Behavioral Cloning via Search in Embedded Demonstration Dataset (2306.09082v1)
Abstract: Behavioural cloning uses a dataset of demonstrations to learn a behavioural policy. To overcome various learning and policy adaptation problems, we propose to use latent space to index a demonstration dataset, instantly access similar relevant experiences, and copy behavior from these situations. Actions from a selected similar situation can be performed by the agent until representations of the agent's current situation and the selected experience diverge in the latent space. Thus, we formulate our control problem as a search problem over a dataset of experts' demonstrations. We test our approach on BASALT MineRL-dataset in the latent representation of a Video PreTraining model. We compare our model to state-of-the-art Minecraft agents.
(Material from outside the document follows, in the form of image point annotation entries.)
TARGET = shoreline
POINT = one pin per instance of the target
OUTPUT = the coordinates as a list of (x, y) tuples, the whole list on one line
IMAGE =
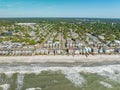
[(59, 59)]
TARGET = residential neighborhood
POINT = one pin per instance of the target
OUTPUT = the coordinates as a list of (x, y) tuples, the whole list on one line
[(61, 38)]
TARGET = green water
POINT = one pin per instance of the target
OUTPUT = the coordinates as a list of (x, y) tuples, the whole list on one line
[(49, 80)]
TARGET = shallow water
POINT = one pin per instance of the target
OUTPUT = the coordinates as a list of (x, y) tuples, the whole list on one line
[(79, 76)]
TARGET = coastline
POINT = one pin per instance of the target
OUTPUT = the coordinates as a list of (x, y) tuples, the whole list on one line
[(59, 59)]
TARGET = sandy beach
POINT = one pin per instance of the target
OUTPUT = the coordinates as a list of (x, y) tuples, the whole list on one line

Our approach can effectively recover meaningful demonstrations and show human-like behavior of an agent in the Minecraft environment in a wide variety of scenarios. Experimental results reveal that performance of our search-based approach is comparable to trained models, while allowing zero-shot task adaptation by changing the demonstration examples.
- S. Schaal, “Learning from demonstration,” in Advances in Neural Information Processing Systems (M. Mozer, M. Jordan, and T. Petsche, eds.), vol. 9, MIT Press, 1996.
- R. S. Sutton and A. G. Barto, Reinforcement Learning: An Introduction. The MIT Press, second ed., 2018.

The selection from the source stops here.